Fonctionnant 24 heures sur 24, sept jours sur sept, totalement gratuitement, le centre d’appel de crise reçoit environ 100 000 appels par an (plus de 10 millions en trente ans), et ce chiffre ne cesse d’augmenter. Car aux problèmes « classiques » de l’enfance et de l’adolescence sont venus se greffer des angoisses liées à la situation du monde tel qu’il est, comme le note Radek Dudáš, président du conseil d’administration :
« Au début, lorsque la ligne a été créée, les problèmes concernaient surtout les problèmes de cœur, les relations avec les camarades, les situations familiales et l’adolescence, le passage à l’âge adulte. Cependant, au cours des huit dernières années, tout cela a changé de manière spectaculaire, avec une prévalence des problèmes psychologiques, qui représentent désormais plus d’un tiers de tous les sujets pour lesquels nous sommes sollicités. Les mutilations et les pensées suicidaires sont autant de thèmes sous-jacents que sont venus renforcer les craintes liées au Covid-19, l’insécurité économique et la guerre en Ukraine. Je tiens à remercier chaleureusement notre équipe d’experts, qui est naturellement de plus en plus sollicitée en raison de la gravité des sujets, pour avoir si bien géré la situation. »
Les problèmes de harcèlement – tout particulièrement à l’école, ce lieu de sociabilité qui favorise ce type de comportements – sont également au cœur du travail des consultants de Linka bezpečí. Une étude réalisée en 2020 dans 19 pays de l’Union européenne a montré que 59 % des jeunes Tchèques âgés de 11 à 17 ans ont reçu des messages négatifs ou haineux. À titre de comparaison, en Pologne, moins de la moitié des enfants ont été confrontés à de tels commentaires, tandis qu’en France, ils n’étaient qu’un cinquième. Le harcèlement suscite de plus en plus d’inquiétudes, en particulier au début de l’année scolaire, et les incidents auraient tendance à augmenter de 13 % par an. Pour Radek Dudáš, réagir aux problèmes des jeunes est nécessaire, mais les anticiper en amont s’avère plus que nécessaire :
« Nous constatons que ce que nous faisons n’est pas suffisant, c’est pourquoi nous souhaitons aller beaucoup plus loin dans le domaine de la prévention. Cette année, nous menons campagne de sensibilisation. D’une part, pour toucher un nombre bien plus important d’enfants confrontés à ces problèmes et, d’autre part, pour s’attaquer à ces problèmes et toucher ces enfants plus tôt. C’est pourquoi nous avons également lancé il y a quelques années un service de conseil sur notre site web, linkabezpeci.cz qui recueille environ 850 000 visites par an. Et depuis 2011, nous essayons d’informer les enfants directement au sein de la collectivité. Au début, c’était dans les salles de classe, mais depuis peu, les clubs de sport y participent aussi. En 2023, nous avons touché environ 8 000 enfants de cette manière. »

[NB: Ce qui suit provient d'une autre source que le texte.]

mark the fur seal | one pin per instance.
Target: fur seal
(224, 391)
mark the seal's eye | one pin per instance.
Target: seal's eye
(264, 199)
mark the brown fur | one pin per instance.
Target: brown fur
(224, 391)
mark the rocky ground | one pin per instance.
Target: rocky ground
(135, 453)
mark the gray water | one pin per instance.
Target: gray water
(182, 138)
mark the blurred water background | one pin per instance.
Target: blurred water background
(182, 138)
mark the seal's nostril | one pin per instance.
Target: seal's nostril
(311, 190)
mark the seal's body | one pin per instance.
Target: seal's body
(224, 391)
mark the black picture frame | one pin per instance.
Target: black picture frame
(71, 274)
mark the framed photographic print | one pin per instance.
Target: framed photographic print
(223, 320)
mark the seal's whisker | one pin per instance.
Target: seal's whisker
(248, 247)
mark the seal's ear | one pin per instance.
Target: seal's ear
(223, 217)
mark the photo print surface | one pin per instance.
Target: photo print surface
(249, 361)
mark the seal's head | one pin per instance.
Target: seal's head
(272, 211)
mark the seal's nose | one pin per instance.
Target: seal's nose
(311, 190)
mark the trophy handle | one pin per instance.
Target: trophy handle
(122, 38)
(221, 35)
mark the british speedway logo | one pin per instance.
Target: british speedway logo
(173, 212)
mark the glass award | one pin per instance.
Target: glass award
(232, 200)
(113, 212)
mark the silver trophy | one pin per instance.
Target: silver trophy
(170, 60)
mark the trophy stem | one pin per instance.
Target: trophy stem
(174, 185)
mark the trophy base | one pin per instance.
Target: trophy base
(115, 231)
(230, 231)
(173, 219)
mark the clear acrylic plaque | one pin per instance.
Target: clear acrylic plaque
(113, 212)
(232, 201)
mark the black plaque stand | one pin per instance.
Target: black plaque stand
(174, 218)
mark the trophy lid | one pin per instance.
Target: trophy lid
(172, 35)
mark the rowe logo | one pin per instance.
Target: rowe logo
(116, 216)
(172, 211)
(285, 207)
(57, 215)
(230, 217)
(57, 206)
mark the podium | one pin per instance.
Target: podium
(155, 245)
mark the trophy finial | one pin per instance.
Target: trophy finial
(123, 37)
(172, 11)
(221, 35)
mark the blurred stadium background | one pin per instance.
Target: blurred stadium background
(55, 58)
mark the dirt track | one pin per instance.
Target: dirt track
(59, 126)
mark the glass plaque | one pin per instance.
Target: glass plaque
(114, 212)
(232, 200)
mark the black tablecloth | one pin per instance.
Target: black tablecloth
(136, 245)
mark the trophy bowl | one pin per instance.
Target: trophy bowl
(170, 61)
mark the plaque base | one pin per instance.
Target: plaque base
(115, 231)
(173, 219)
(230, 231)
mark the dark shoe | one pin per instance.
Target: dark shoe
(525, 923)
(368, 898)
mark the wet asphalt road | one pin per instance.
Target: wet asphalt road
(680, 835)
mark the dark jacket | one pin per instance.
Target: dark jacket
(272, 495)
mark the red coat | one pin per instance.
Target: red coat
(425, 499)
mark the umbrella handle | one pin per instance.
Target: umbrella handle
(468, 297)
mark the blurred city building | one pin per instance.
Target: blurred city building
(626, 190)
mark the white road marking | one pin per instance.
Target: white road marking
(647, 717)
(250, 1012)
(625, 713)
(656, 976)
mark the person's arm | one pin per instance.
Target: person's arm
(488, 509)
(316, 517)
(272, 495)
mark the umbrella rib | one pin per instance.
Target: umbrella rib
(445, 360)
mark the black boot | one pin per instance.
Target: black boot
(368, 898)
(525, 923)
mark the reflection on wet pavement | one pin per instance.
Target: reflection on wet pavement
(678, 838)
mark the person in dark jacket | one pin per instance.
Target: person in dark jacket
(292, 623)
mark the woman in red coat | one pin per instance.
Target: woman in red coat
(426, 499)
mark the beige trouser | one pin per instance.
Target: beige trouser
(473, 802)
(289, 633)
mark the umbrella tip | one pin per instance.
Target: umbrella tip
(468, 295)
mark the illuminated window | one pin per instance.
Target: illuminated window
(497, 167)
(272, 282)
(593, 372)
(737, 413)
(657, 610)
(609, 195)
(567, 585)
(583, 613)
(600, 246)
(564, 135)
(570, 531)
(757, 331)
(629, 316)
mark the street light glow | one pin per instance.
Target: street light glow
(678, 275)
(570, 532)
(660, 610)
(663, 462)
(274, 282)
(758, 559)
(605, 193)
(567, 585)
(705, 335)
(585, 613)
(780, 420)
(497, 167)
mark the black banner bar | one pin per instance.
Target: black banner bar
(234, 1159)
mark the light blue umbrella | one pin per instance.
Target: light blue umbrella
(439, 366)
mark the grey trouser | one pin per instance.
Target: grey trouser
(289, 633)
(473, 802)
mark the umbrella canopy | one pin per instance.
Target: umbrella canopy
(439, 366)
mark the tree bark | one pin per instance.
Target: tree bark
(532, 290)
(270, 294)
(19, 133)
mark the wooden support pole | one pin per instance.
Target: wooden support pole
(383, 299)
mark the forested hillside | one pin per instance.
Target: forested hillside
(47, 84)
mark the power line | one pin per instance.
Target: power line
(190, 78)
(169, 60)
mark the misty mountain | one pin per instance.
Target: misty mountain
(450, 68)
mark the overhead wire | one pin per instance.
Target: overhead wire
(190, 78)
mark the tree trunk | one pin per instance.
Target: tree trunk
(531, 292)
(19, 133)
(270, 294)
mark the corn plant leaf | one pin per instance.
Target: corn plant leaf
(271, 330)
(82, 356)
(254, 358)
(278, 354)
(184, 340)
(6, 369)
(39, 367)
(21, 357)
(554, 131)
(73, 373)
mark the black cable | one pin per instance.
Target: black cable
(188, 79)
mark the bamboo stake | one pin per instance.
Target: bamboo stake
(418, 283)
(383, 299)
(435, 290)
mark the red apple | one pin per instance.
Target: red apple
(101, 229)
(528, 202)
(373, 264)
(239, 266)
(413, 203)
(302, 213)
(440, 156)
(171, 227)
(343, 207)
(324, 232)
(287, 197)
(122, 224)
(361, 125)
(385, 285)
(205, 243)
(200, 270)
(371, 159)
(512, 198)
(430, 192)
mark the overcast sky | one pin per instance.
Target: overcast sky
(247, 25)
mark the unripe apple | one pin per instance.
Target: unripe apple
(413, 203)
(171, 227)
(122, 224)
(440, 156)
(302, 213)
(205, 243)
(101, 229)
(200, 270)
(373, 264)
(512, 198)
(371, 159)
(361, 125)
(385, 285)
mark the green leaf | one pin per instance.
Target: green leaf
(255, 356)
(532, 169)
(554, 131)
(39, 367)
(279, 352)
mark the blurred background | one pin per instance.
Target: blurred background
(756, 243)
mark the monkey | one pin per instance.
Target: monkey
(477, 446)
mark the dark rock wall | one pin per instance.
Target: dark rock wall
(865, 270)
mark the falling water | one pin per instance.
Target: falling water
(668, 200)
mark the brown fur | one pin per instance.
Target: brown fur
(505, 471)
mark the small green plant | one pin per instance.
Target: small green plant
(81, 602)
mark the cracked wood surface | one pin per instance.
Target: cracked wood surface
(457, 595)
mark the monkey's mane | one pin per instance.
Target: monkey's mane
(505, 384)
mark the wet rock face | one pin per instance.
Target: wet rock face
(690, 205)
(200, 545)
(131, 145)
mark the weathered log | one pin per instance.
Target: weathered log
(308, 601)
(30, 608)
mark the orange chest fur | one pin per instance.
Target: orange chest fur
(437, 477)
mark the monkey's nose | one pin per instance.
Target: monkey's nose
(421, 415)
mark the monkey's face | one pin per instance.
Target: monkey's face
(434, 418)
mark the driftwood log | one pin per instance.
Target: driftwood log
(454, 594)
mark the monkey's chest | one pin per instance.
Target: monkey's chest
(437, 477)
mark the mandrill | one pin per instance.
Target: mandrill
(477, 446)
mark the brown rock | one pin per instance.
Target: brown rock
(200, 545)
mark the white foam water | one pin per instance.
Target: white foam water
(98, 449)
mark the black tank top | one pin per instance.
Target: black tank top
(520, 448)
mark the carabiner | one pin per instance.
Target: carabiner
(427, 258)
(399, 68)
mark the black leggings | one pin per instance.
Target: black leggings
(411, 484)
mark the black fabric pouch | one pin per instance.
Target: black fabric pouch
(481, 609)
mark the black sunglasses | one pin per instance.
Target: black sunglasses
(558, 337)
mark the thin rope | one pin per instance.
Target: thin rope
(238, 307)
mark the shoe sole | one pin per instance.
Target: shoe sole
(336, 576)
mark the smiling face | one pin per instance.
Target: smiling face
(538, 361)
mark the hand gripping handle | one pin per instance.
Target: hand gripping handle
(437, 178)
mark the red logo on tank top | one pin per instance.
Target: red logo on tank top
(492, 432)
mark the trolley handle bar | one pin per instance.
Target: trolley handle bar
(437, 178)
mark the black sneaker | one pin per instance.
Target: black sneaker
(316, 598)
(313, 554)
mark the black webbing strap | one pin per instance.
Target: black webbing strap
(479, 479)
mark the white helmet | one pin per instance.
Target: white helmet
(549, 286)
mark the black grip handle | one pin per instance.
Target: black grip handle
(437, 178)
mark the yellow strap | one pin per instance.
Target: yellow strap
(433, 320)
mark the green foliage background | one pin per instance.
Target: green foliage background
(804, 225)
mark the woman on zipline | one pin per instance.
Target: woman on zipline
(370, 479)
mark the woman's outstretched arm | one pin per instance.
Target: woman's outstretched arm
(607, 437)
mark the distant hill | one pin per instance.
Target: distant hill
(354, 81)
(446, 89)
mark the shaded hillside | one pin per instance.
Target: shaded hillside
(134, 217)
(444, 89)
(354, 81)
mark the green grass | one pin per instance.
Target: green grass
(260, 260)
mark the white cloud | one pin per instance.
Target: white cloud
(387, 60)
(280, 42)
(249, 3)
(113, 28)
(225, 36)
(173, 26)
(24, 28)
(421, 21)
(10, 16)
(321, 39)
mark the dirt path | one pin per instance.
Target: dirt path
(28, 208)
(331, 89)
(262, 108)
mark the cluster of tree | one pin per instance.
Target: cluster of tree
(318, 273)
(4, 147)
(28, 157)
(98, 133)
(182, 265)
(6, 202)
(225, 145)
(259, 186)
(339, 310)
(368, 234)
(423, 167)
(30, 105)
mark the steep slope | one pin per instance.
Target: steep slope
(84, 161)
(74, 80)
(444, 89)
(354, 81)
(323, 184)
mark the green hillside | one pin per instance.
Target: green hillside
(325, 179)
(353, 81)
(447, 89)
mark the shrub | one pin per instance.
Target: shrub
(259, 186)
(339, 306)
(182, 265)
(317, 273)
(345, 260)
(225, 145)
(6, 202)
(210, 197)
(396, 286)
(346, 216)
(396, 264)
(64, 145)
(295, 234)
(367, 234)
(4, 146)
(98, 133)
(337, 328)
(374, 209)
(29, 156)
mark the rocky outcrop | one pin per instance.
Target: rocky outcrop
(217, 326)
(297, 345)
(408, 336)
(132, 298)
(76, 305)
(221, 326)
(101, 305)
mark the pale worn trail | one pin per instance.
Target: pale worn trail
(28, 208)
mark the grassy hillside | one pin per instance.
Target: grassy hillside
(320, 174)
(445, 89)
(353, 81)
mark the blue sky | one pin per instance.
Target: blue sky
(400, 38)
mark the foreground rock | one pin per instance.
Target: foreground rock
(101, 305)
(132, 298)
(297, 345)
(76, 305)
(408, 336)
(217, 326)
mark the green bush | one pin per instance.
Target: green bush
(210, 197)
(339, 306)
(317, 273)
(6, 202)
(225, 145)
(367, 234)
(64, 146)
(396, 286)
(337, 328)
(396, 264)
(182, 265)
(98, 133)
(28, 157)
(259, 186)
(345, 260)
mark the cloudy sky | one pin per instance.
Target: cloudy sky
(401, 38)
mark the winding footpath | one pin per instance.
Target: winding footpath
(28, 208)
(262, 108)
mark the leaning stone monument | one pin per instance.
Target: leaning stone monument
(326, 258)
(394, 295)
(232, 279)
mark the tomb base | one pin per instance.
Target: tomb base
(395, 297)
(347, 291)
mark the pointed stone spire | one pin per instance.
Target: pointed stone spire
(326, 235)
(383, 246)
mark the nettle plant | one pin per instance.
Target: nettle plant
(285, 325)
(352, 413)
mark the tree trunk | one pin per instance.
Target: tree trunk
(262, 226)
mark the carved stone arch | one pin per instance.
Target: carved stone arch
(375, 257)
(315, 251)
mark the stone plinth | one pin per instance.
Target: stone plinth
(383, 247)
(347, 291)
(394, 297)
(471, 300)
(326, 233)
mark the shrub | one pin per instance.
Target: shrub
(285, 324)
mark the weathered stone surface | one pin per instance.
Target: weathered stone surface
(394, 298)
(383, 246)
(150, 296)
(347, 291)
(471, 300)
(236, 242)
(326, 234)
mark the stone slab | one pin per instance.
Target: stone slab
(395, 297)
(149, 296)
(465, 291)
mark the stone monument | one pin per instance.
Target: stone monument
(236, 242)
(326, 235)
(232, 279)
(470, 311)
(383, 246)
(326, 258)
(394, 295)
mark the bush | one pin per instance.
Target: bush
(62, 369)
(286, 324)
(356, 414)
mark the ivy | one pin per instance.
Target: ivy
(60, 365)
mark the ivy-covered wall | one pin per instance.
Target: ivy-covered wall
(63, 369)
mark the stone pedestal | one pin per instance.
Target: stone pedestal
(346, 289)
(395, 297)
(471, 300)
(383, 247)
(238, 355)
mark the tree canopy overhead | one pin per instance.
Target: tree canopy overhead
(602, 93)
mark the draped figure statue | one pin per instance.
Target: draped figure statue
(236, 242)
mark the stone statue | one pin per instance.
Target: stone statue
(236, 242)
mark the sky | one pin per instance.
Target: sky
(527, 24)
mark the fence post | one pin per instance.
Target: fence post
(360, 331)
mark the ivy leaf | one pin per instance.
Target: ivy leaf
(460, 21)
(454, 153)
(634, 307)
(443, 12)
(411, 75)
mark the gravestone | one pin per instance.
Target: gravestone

A l’occasion de son 30e anniversaire, l’organisation a en effet lancé une campagne intitulée « Soyons attentifs » qui vise à inciter le grand public globalement, et les parents des enfants plus particulièrement, à ne pas négliger les petites choses qui sont parfois annonciatrices d’un malaise plus profond. Déceler les signes précoces de problèmes graves tels que les troubles alimentaires, les scarifications ou les tendances suicidaires, à partir de changements dans les habitudes alimentaires, de l’apparition de blessures fréquentes aux mains ou de mentions dans les cahiers sur le sens de la vie, permet, rappellent les experts, une prise en charge des enfants et adolescents bien plus efficace quand elle est réalisée à temps.